Kubo’s parents had bought one of the plots in the Mitsui Woods development in the mid-1980s, just before land prices started skyrocketing, and soon built this house. Then his brother had gotten married and invited his in-laws to visit Middle Karuizawa. They fell in love with the area and decided to buy a plot themselves so they could have a summer house of their own. That was why their place was so close by. At the time, the whole Karuizawa area was undergoing a construction boom.

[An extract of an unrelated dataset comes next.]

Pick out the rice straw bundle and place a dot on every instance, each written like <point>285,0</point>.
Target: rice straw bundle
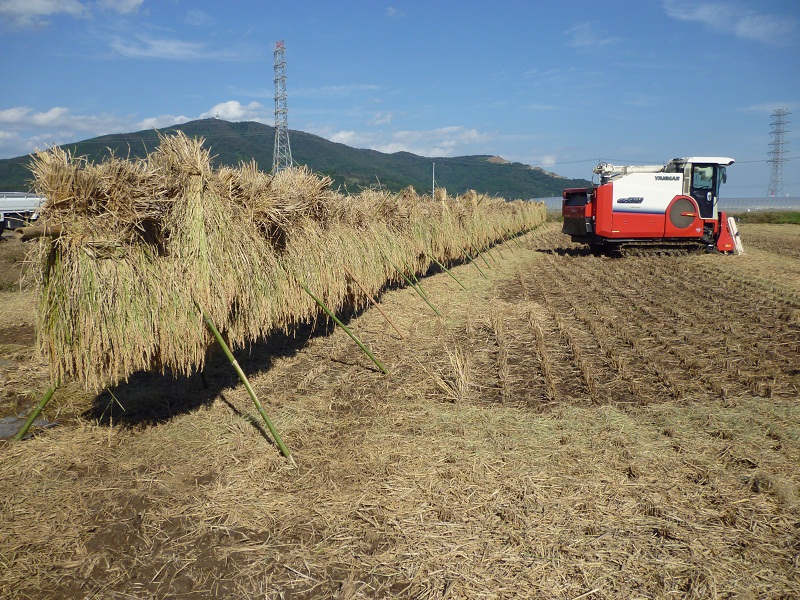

“My mom is so weird about it, though. My brother’s in-laws built their house only a few years after we did, but Mom looks down on them as if she’s been doing this summer villa thing for decades. They’re much, much richer than my folks.”
“They’re rich?”
“Yep. They own some restaurants and a bunch of other things. My mom never approved of that to begin with, because it’s not as respectable as working for a big corporation or something. But it’s been a lifesaver for my brother. He and his family live in their own place, but they pay no rent.”
“Hmm …”
“After the economy started to go sour, the family ended up in the hole, but financially they’re still in a different league from a corporate employee like my dad. Of course, their debt must be in a whole different league too.”
Kubo yawned and, cradling the back of his head in his hands, languidly faced the blank television screen.